A Linha Verde recebeu 312 chamadas desde o início do desastre natural. Duas mensagens escritas de prevenção foram enviadas a quase 14 mil números nas províncias afetadas.
O Programa das Nações Unidas para o Desenvolvimento está no terreno com o governo e outros parceiros avaliando os danos em áreas urbanas. Segundo a agência, “eventos climáticos extremos estão aumentando em Moçambique” e “soluções sustentáveis inclusivas são as mais necessárias para adaptação ao clima”.
Segundo a Organização Internacional para as Migrações, mais da metade dos 71 centros de reassentamento que abrigam pessoas deslocadas pelo Ciclone Idai estão em áreas que foram agora afetadas pelo ciclone Eloíse.
A equipe da OIM está distribuindo sabão, um suprimento limitado de máscaras para os mais vulneráveis e informando sobre a necessidade de manter o distanciamento físico, mas o porta-voz disse que esse trabalho “é muito difícil nas atuais circunstâncias".
Também há sérias preocupações para os pacientes com doenças crônicas que perderam seus medicamentos. A agência da ONU está monitorando a situação para encaminhar esses casos às unidades de saúde, muitas das quais foram danificadas.

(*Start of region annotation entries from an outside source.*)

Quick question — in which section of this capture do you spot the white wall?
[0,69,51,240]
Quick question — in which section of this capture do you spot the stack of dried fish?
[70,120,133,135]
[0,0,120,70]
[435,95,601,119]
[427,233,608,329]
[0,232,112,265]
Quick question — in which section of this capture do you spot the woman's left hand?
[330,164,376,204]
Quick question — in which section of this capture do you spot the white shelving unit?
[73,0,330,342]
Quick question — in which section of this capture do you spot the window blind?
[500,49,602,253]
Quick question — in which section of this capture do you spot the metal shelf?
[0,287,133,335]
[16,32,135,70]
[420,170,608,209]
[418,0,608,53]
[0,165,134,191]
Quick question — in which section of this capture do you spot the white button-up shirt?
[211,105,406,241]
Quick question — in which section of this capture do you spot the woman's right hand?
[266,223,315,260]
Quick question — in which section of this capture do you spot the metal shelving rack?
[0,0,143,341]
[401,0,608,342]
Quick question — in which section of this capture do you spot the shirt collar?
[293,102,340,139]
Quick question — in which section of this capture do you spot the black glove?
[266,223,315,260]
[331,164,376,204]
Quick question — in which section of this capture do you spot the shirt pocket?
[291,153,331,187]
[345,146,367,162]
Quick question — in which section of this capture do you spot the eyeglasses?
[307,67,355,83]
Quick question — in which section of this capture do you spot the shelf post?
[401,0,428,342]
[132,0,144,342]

Graças à sua rede de ONGs locais, o Cluster de Proteção da Equipa Humanitária, liderado pelo Alto Comissariado das Nações Unidas para Refugiados (ACNUR) manteve uma presença contínua nos vários centros que acolheram os evacuados e deslocados, fornecendo atividades como apoio psicossocial para aqueles já traumatizados pelo muito maior Ciclone Idai há anos e deslocados mais uma vez, bem como garantir que ninguém seja deixado para trás.

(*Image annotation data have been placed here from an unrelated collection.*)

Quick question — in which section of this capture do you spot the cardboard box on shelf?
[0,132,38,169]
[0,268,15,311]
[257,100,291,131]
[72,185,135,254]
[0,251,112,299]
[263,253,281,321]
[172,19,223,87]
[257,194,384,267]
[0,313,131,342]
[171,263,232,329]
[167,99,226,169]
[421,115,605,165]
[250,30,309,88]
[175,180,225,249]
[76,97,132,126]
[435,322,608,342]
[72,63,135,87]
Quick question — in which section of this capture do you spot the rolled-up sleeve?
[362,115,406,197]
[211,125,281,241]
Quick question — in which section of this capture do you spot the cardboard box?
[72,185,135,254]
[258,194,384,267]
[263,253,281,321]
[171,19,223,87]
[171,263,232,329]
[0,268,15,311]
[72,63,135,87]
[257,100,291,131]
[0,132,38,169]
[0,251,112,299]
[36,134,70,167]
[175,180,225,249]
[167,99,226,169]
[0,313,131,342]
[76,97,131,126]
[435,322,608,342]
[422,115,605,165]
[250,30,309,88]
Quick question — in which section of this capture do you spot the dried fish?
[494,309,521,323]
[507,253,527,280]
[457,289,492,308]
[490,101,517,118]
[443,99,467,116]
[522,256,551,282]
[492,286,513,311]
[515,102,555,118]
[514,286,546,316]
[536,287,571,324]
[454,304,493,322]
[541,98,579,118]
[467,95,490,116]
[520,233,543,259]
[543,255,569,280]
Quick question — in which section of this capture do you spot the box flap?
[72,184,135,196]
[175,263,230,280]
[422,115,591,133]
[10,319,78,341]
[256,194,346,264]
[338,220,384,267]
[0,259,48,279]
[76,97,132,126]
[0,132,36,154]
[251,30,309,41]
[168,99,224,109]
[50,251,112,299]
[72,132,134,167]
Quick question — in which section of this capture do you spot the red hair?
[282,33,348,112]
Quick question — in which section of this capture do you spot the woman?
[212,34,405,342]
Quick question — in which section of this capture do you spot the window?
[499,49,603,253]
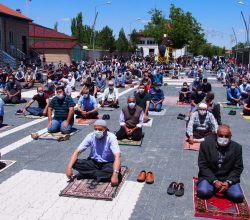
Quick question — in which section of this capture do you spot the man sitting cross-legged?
[135,84,150,122]
[66,119,121,189]
[186,103,218,144]
[48,86,75,134]
[116,96,144,141]
[75,89,98,119]
[22,86,49,116]
[149,84,164,112]
[197,125,244,203]
[100,81,119,108]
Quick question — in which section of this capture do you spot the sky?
[0,0,250,49]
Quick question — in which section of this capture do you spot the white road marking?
[0,169,144,220]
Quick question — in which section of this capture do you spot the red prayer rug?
[193,177,250,220]
[59,166,129,201]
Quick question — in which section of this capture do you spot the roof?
[31,41,81,49]
[29,23,76,40]
[0,4,32,21]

Hugo Reichenberger, Coordenador de Protecção na Beira, juntou-se ainda ontem a um voo de observação sobre o Buzi - um dos distritos mais afectados pelo Ciclone Eloise.
“Ao sobrevoar a cidade do Buzi é difícil imaginar que se esteja a sobrevoar uma antiga cidade, porque parece que está a sobrevoar um oceano”, descreve Hugo.
O ONU-Habitat, Programa das Nações Unidas para os Assentamentos Humanos, está prestando apoio técnico aos parceiros humanitários para a reabilitação resiliente de infraestruturas públicas danificadas na Cidade da Beira e na Província de Sofala, o mais rápido possível.
O UNFPA, a agência de saúde sexual e reprodutiva das Nações Unidas que se encontra no terreno, juntou-se nos esforços liderados pelo Governo de Moçambique para avaliar o real alcance dos danos causados pelo Ciclone e para apoiar uma resposta rápida e coordenada que responde às necessidades das populações afectadas e mais vulneráveis, incluindo mulheres, raparigas e jovens.
A agência também pré-posicionou kits de dignidade, com artigos para as mulheres e raparigas vulneráveis afectadas pelos desastres. Tais artigos incluem sabão, calcinhas, máscaras, pensos higiênicos descartáveis, e mais, para ajudar na sua saúde pessoal e higiene feminina.
Os kits representam uma forma pequena, mas poderosa, de assistência a mulheres e raparigas vulneráveis, para ajudá-las a recuperar um senso de dignidade e autoestima e evitar começar do zero.